Araki K, Noguchi Y, Hirouchi T, Yoshikawa E, Kataoka S, Silverni L, Miyazawa H, Kuzuhara H, Suzuki C, Shimada Y, Hamasato S, Maeda N, Shimamura Y, Ogawa Y, Ohtsuki Y, Fujimoto S
Department of Medicine, Atago General Hospital, Kochi-shi, Kochi 780-0056, Japan.
Int J Oncol. 2000 Dec;17(6):1107-18. doi: 10.3892/ijo.17.6.1107.

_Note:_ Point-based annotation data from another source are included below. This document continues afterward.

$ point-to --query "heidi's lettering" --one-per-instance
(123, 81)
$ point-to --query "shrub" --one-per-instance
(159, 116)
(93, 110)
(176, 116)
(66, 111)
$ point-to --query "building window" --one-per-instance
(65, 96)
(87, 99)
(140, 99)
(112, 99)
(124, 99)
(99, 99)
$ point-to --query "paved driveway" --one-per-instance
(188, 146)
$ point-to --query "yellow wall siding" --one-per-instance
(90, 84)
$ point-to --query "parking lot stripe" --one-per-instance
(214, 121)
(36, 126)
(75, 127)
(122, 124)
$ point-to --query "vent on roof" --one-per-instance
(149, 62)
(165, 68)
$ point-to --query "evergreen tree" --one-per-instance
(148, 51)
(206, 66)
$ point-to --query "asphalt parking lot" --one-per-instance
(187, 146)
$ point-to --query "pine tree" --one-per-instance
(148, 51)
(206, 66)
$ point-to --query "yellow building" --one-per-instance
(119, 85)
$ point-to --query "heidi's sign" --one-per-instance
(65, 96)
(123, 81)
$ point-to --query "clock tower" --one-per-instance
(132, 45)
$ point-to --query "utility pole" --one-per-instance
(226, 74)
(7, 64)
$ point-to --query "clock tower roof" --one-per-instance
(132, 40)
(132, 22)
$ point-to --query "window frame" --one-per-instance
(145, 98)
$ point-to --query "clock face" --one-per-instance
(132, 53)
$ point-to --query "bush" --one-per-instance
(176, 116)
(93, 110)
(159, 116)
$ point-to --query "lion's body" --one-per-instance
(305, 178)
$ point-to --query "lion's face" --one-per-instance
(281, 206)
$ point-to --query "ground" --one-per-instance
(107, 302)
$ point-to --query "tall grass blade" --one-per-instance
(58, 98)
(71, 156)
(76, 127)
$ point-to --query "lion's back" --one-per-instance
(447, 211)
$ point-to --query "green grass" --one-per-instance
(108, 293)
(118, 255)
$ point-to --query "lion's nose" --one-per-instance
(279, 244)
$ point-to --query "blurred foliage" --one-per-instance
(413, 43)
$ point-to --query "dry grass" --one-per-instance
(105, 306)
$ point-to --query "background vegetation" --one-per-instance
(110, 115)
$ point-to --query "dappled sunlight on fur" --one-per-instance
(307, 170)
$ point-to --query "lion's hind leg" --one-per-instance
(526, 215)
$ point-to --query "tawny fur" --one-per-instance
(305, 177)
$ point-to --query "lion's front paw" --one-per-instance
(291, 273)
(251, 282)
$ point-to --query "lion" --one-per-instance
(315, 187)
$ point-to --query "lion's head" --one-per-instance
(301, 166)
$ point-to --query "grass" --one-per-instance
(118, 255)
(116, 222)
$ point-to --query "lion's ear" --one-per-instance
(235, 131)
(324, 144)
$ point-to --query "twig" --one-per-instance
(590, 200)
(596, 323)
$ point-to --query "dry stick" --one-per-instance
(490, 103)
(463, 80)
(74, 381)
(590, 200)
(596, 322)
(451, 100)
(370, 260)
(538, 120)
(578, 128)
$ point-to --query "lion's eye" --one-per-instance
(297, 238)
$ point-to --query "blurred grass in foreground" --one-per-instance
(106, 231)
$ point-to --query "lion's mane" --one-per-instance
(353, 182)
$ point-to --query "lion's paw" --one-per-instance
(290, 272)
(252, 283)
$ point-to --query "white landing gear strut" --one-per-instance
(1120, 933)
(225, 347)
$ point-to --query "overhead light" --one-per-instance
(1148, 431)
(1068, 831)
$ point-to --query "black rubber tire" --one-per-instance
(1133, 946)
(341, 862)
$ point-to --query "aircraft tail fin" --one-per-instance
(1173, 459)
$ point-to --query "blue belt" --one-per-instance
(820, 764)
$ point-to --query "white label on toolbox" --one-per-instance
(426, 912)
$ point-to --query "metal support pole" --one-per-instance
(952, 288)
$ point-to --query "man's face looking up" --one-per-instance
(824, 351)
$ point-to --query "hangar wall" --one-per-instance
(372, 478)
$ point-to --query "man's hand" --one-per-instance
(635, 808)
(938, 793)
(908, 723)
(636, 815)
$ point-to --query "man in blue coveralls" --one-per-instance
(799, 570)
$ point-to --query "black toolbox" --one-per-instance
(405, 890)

Autologous cancer-specific bulk CTLs are unlikely to be induced by in vitro CTL generation (ivtCTLG) using peripheral blood mononuclear cells (PBMCs) of cancer patients when autologous cancer cells are used as in vitro stimulators. However, autologous cancer-specific bulk CTLs are frequently activated when allogeneic cancer cells are used as in vitro stimulators, regardless of the type of cancer cell. We have developed a cancer-specific immunotherapy called modified CTL therapy, which involves adoptive immunotherapy of autologous cancer-specific bulk CTLs after active immunization of autologous or allogeneic cancer cells screened as in vitro stimulators according to their ability to induce autologous cancer-specific CTLs (ACS. CTLs). Cancer did not regress in patients in whom ACS.CTLs were not induced by ivtCTLG using the patients' PBMCs in therapy. Cancer regression, albeit temporary, occurred solely in patients under the immunological condition that ACS.CTLs were induced by ivtCTLG using PBMCs through the therapy. The induction of ACS.CTLs by ivtCTLG using patient PBMCs in therapy was related to patients' HLA class II antigens. HLA DR8 was seen more frequently in ACS.CTL-inducible patients than in ACS.CTL-uninducible patients (P=0.051). On the contrary, HLA DQ3 was seen more frequently in ACS.CTL-uninducible patients (P=0.055). On the other hand, the success in therapy, albeit temporary, was related mainly to patients' HLA class I antigens. HLA B61 was seen more frequently in patients whose therapy proved effective than in patients whose therapy proved ineffective (P=0.018). HLA Cw7 was seen more frequently in therapy-ineffective patients (P=0.040).
当使用癌症患者的自体癌细胞作为体外刺激剂时,通过体外CTL生成(ivtCTLG)利用癌症患者的外周血单核细胞(PBMC)不太可能诱导出自体癌症特异性大量CTL。然而,当使用同种异体癌细胞作为体外刺激剂时,无论癌细胞类型如何,自体癌症特异性大量CTL经常被激活。我们开发了一种称为改良CTL疗法的癌症特异性免疫疗法,该疗法包括在根据其诱导自体癌症特异性CTL(ACS.CTL)的能力筛选出自体或同种异体癌细胞作为体外刺激剂进行主动免疫后,对自体癌症特异性大量CTL进行过继免疫疗法。在治疗中使用患者PBMC通过ivtCTLG未诱导出ACS.CTL的患者中,癌症并未消退。仅在通过治疗使用PBMC通过ivtCTLG诱导出ACS.CTL的免疫条件下的患者中出现了癌症消退,尽管是暂时的。在治疗中使用患者PBMC通过ivtCTLG诱导ACS.CTL与患者的HLA II类抗原有关。在可诱导ACS.CTL的患者中,HLA DR8的出现频率高于不可诱导ACS.CTL的患者(P = 0.051)。相反,HLA DQ3在不可诱导ACS.CTL的患者中出现频率更高(P = 0.055)。另一方面,治疗的成功,尽管是暂时的,主要与患者的HLA I类抗原有关。治疗有效的患者中HLA B61的出现频率高于治疗无效的患者(P = 0.018)。HLA Cw7在治疗无效的患者中出现频率更高(P = 0.040)。